# what happened to the hump race?



## amishbiker (Oct 12, 2003)

I did the one last year and thought it was a pretty good event! I didn't see it on the calender this year... anybody know what happened to it?


----------



## vonteity (Feb 13, 2005)

amishbiker said:


> I did the one last year and thought it was a pretty good event! I didn't see it on the calender this year... anybody know what happened to it?


D20 members: 

The Velo Club of Baltimore will not be able to promote 
the Hump Race in 2005 due to several factors including a scheduling 
conflict with the church where we handle parking and registration. 

We will be promoting a cross race in the fall and hopefully next year 
we'll return with the Hump Race or something in its place. 

We apologize for the delayed notice and the missed opportunity for not 
being able to race on this challenging course this season.

Aric Line
Treasurer, VCB/Legg Mason - Race Pace


----------



## Coolhand (Jul 28, 2002)

vonteity said:


> D20 members:
> 
> The Velo Club of Baltimore will not be able to promote
> the Hump Race in 2005 due to several factors including a scheduling
> ...


crapity crap crap crap!


----------



## vonteity (Feb 13, 2005)

Yeah, damn religious people.  Not letting us use their church parking lot... the nerve! 

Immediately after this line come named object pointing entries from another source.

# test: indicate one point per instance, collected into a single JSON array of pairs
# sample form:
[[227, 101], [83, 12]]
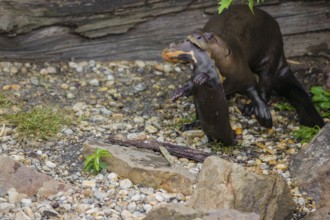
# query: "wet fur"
[[206, 88], [243, 44]]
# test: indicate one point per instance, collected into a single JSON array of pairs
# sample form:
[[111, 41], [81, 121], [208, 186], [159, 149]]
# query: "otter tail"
[[289, 87]]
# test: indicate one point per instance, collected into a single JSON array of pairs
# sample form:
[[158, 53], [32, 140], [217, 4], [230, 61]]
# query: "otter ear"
[[198, 31], [208, 36], [223, 45]]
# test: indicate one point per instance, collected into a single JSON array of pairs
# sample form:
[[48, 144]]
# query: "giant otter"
[[242, 43], [209, 97]]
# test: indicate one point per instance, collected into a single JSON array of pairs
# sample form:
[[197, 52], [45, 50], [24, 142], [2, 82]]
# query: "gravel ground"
[[132, 99]]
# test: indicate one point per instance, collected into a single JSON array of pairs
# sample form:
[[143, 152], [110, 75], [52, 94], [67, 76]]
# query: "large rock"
[[320, 214], [181, 212], [26, 180], [223, 184], [146, 168], [310, 168]]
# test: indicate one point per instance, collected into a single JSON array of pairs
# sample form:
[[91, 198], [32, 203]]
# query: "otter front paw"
[[246, 109], [201, 78], [263, 115]]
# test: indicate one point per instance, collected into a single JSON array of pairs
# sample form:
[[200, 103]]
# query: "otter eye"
[[208, 36]]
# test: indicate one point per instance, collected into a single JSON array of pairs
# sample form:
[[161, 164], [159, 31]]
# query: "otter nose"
[[172, 45], [197, 36]]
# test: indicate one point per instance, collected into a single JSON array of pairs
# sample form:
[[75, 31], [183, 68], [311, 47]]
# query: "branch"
[[175, 150]]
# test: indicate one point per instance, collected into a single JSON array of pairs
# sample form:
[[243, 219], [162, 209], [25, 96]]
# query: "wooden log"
[[175, 150], [40, 30]]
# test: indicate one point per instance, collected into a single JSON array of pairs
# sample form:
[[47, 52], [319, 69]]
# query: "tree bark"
[[53, 30]]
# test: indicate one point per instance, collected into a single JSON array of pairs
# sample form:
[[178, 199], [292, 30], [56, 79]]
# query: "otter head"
[[210, 42], [180, 52]]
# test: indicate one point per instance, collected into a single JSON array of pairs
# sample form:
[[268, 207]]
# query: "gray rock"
[[23, 179], [145, 168], [310, 168], [26, 180], [181, 212], [223, 184], [320, 214], [6, 207]]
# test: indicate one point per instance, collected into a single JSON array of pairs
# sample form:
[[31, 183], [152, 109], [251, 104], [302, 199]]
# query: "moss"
[[40, 122]]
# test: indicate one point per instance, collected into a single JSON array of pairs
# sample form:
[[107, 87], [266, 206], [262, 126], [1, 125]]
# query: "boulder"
[[310, 168], [182, 212], [223, 184], [26, 180], [320, 214], [145, 167]]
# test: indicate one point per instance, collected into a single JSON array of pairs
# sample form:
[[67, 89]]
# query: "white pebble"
[[26, 202], [159, 197], [94, 82], [112, 177], [88, 184], [136, 197], [50, 164], [147, 207]]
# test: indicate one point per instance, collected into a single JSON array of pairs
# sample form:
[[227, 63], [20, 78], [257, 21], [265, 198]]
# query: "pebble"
[[13, 195], [140, 87], [193, 133], [112, 177], [94, 82], [88, 184], [50, 164], [125, 184], [6, 207], [140, 63], [26, 202], [114, 98], [151, 129]]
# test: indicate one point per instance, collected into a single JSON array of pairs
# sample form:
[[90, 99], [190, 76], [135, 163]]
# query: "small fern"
[[94, 161]]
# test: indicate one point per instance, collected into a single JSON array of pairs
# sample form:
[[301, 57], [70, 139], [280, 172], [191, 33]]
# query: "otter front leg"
[[260, 107], [186, 90]]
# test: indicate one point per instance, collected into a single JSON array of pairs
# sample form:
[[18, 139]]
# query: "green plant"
[[224, 4], [40, 122], [283, 106], [4, 102], [94, 161], [321, 98], [305, 134]]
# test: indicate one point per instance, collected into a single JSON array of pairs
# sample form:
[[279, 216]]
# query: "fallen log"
[[175, 150]]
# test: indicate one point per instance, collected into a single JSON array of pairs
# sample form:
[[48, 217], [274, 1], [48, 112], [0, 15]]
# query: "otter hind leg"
[[288, 86]]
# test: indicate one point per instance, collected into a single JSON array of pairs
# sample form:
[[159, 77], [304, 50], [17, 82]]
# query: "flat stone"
[[179, 211], [310, 168], [223, 184], [25, 179], [145, 168], [6, 207], [22, 216]]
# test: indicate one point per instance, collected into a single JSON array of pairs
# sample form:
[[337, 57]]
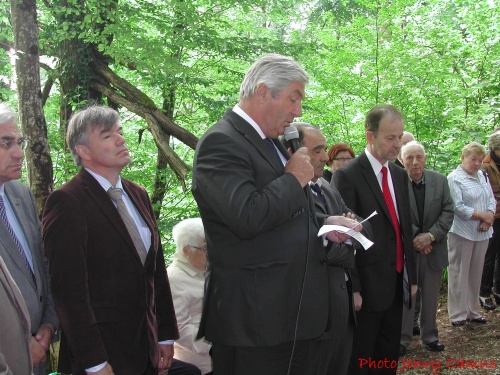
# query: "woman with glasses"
[[187, 279], [338, 155]]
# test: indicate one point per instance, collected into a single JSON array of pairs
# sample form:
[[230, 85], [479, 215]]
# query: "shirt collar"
[[376, 165], [237, 109], [105, 184]]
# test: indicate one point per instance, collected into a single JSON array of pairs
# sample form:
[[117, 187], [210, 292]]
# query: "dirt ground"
[[470, 349]]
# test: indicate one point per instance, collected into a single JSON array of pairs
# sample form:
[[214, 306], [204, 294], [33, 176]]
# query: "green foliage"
[[436, 60]]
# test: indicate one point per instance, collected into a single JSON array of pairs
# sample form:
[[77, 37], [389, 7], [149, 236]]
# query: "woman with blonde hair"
[[491, 269], [469, 234]]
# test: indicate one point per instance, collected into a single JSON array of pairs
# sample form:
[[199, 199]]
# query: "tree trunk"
[[31, 116]]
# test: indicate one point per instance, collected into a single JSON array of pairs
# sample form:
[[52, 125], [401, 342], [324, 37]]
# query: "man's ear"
[[369, 136], [83, 152], [262, 91]]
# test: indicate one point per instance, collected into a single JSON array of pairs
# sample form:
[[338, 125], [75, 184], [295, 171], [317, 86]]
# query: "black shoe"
[[434, 346], [487, 303], [497, 298], [480, 320]]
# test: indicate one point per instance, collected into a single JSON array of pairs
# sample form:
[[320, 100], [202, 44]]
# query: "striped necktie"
[[3, 216]]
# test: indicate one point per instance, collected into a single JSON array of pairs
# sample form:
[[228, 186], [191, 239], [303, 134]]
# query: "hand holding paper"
[[340, 228], [346, 224]]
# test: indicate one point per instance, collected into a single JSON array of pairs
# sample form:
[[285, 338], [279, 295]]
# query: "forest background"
[[171, 68]]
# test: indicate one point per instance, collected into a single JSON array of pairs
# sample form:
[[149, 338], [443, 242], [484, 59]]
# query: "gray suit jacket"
[[437, 218], [38, 298], [375, 274], [15, 332], [266, 260]]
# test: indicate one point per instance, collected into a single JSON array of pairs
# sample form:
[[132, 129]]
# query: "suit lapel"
[[413, 202], [145, 214], [396, 181], [17, 258], [372, 183], [430, 186], [251, 135]]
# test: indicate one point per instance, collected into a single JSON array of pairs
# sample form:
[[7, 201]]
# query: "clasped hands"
[[346, 220], [422, 243]]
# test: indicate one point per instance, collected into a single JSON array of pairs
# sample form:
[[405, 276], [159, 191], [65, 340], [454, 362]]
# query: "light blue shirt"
[[141, 226], [237, 109], [16, 227], [377, 169], [136, 216]]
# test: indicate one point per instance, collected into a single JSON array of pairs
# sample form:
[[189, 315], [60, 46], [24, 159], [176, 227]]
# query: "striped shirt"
[[470, 194]]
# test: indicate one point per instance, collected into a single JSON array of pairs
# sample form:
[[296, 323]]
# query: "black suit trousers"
[[380, 330]]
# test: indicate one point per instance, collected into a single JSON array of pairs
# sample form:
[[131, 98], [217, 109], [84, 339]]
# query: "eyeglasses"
[[9, 144], [204, 248]]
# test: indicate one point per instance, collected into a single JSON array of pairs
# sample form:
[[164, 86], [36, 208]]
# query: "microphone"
[[292, 137]]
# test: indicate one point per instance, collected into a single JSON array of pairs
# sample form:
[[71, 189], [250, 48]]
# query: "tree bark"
[[31, 116]]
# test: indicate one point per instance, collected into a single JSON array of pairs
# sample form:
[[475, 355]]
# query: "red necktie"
[[395, 223]]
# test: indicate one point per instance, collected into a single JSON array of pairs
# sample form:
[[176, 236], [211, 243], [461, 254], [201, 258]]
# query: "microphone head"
[[291, 132]]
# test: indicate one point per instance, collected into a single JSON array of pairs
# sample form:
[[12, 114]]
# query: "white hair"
[[410, 144], [188, 232]]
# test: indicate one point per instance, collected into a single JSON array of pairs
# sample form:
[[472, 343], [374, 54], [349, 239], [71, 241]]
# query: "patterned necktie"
[[395, 223], [116, 196], [270, 143], [3, 215], [319, 192]]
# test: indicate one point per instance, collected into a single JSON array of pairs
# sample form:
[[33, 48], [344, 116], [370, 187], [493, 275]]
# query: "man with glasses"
[[21, 244]]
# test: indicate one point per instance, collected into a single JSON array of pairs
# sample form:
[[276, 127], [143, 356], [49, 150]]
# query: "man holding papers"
[[340, 257], [387, 269]]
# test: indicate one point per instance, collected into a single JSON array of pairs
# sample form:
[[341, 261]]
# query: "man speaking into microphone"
[[267, 287]]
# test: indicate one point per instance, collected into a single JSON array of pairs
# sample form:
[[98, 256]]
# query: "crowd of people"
[[252, 288]]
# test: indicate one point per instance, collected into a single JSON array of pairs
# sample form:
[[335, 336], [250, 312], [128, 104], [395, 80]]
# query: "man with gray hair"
[[106, 261], [266, 298], [432, 215], [21, 245]]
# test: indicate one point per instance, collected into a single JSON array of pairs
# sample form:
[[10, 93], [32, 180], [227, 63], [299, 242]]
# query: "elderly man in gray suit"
[[432, 215], [21, 244]]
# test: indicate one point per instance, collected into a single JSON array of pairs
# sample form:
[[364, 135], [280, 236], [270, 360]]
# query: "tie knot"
[[316, 188], [115, 194]]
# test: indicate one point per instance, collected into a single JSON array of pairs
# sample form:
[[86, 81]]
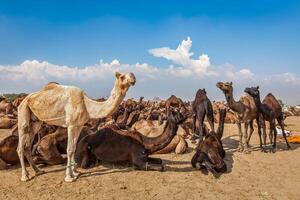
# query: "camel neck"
[[232, 104], [105, 108]]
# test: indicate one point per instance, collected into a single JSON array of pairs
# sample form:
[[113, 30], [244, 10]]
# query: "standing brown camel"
[[246, 112], [270, 110], [210, 152], [64, 106], [202, 106], [8, 151]]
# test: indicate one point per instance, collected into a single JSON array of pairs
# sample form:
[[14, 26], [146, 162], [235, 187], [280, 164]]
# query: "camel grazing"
[[8, 151], [210, 152], [202, 106], [113, 145], [64, 106], [270, 110], [246, 112]]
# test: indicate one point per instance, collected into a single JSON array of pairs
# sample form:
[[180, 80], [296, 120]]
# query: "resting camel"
[[246, 112], [210, 152], [64, 106], [154, 128], [270, 110], [202, 106], [113, 145]]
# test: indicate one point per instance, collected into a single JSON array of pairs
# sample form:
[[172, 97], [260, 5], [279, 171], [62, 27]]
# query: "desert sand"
[[256, 175]]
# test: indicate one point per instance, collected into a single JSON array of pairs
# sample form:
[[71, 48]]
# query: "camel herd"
[[60, 120]]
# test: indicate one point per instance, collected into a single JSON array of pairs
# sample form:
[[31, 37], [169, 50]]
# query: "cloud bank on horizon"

I was really looking forward to the race, but maybe next year. I hear it's insanely tough and most people don't finish.


----------



## Coolhand (Jul 28, 2002)

vonteity said:


> Yeah, damn religious people.  Not letting us use their church parking lot... the nerve!
> 
> I was really looking forward to the race, but maybe next year. I hear it's insanely tough and most people don't finish.


It was, and they didn't.


----------